In any case, everyone in the story lived happily ever after. Except that, like in Kimi ni Todoke and Sakura Trick, Taiki and Chinatsu are in a long-distance relationship at the end. Chinatsu is going to live in America or something for the next who knows how long, while Taiki stays in Japan. This works well enough in fiction -- the power of their love transcends all difficulties -- but in the real world this never works. Two people who live apart will find they have nothing to talk about, because they have nothing in common. The people they're around are different, their circumstances are different, their activities are different, their time zones are different. They can't even both be awake at the same time. What would they have to talk about? How can they empathize with one another? How can they give their partner any useful advice, when they're completely unaware of the situation in a far off place full of people they don't know and have never met? Furthermore, love is continuously fueled by physical intimacy, and a long distance relationship has no fuel. Eventually both sides will want to be touched and find they can't get that from a phantom on a phone or an email. Then what? Obviously they start cheating on each other or dump their useless, nonexistent partner. In fiction nobody has impure thoughts like these, but in the real world people have real needs.

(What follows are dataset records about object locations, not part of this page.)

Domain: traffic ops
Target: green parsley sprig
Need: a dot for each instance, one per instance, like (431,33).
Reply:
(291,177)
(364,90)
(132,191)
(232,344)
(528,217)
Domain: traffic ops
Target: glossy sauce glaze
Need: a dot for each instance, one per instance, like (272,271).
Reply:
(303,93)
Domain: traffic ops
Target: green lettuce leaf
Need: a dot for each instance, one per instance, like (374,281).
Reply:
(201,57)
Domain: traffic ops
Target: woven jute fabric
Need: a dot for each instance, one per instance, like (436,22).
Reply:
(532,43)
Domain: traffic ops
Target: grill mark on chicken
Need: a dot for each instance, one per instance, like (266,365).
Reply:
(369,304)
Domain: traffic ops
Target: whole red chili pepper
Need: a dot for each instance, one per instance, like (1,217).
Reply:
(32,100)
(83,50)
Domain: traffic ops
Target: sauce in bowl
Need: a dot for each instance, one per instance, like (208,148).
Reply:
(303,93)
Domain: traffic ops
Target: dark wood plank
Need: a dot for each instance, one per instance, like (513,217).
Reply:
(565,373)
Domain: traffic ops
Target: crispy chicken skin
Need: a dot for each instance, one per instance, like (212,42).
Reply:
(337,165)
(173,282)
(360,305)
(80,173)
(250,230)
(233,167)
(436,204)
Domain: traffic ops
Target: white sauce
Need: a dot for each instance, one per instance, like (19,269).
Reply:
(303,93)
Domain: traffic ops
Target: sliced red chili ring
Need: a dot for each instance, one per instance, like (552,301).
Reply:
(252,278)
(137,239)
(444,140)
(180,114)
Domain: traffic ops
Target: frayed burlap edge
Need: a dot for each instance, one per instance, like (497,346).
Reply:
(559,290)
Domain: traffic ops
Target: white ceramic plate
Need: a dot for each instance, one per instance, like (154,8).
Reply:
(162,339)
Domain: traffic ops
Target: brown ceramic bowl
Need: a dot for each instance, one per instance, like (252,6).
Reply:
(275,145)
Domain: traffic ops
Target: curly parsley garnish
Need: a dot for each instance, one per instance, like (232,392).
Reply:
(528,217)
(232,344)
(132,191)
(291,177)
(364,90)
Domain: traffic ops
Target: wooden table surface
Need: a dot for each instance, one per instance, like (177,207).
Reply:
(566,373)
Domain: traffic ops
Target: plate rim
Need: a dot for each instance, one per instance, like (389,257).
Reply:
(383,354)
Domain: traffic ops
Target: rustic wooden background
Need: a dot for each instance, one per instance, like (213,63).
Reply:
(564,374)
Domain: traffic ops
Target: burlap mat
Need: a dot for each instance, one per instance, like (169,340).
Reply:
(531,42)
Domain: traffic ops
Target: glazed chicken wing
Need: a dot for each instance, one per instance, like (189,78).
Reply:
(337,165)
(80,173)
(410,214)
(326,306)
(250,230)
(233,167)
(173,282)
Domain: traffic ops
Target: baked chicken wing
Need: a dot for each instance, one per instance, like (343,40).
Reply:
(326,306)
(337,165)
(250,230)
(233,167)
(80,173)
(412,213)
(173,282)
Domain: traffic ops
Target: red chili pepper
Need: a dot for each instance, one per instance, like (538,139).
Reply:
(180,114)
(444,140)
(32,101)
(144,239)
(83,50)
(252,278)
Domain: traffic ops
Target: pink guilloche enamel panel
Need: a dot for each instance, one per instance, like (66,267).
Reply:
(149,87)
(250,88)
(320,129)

Do a poll of men or women and ask them how important physical intimacy is to a relationship. I guarantee you the answer for both sexes is 'vital.' So that puts a fork in 'long-distance relationships' right there.

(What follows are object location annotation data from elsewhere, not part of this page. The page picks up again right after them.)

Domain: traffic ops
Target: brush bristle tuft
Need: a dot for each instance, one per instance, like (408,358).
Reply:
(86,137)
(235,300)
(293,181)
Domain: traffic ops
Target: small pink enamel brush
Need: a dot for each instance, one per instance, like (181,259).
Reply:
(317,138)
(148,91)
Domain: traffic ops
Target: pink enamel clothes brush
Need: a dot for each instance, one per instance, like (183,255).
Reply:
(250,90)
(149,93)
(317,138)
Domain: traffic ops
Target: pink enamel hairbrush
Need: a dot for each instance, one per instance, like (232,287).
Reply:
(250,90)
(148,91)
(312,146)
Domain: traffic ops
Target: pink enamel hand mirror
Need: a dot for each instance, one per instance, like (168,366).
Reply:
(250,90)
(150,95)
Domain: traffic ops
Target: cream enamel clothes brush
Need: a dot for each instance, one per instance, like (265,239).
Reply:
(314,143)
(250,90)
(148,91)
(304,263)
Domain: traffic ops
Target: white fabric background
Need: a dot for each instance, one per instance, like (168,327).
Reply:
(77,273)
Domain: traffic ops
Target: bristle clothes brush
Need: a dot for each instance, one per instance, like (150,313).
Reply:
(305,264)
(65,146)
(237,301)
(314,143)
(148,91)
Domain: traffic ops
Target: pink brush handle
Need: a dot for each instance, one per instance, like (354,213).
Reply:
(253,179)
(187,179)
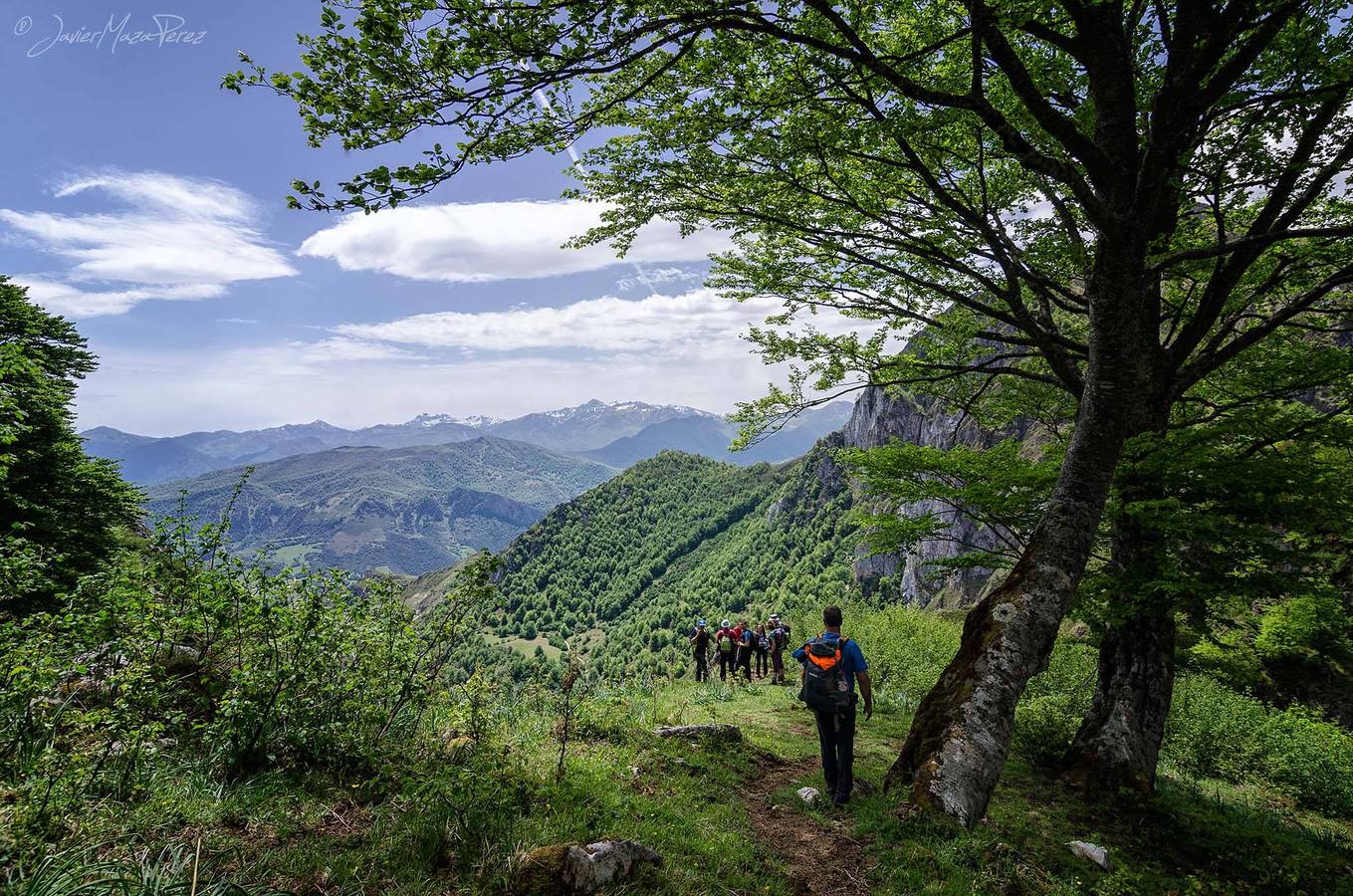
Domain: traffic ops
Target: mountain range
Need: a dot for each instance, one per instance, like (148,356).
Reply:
(678,537)
(390,509)
(616,433)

Chinatsu and Taiki are so far apart they can never visit each other. They're permanently separated for years. It's absurd. It would never work. Every romance story insists on this long distance ending -- Kimi ni Todoke and Sakura Trick are equally to blame -- but at least in those stories the long distance didn't cross entire oceans. This is the worst ending of them all.
The problem is the same in all three manga. All three manga are about high school romances. In the real world high school romances are pointless, because everyone breaks up when they go to separate colleges or get jobs in separate cities. But nobody wants the ending of a high school romance manga to be 'and then they broke up so that they could meet new nearby people in their college.' But the authors also don't have the courage to buck modern sensibilities and say "and then the girl decided not to go to college and not to get a job, but to move wherever Taiki went and live with him as his young wife and the mother of his children." That would be an actual high school romance gone right, with a bright future. But I don't know if it's even legal for a manga-ka to write that these days. Would a publisher even publish such a heretical ending? Of course all girls must strive to reach their highest education level and highest possible income. Love is great and all, but it doesn't trump cold hard cash. Everybody knows that, right?
So we have a manga that caters to the emptiness in people's hearts, that craves romance, but when push comes to shove it can't say "romance is actually worth forgoing a job." It can't say "romance is worth forgoing an education." And it can't say, "their romance was actually weak so they broke up and pursued money instead." So again and again, we get this fantasy compromise of long-distance relationships. This is why all published works, with their constant oversight and censorship, are so hopelessly inferior to '100 Waifus.' Only I'm allowed to say anything that bucks modern sensibilities, so I'm the only one saying anything at all.
Meanwhile, I finished Xenoblade X. I played the game very thoroughly, completing almost every mission, getting all six spears to weaken the last boss with, surveying almost all of Mira, etc. It took me over 170 hours. Maybe 180 hours? Anyway, too many hours. The game takes way too long. Sheesh. I like the main cast and the beautiful setting. The plot is okay. It's a great game, I just wonder if they couldn't have sped things along a bit. 170 hours is a sizable portion of my entire life. >.<.
Of course, I've played Heaven Burns Red far longer than that, but Heaven is divine so of course that's okay.
I still have a shelf full of unplayed video games I can now switch to, so finishing Xenoblade X means I'll now be more entertained than before, not less. I can now start an all new exciting adventure and meet all new people, instead of flogging the same tired horse for endless additional hours.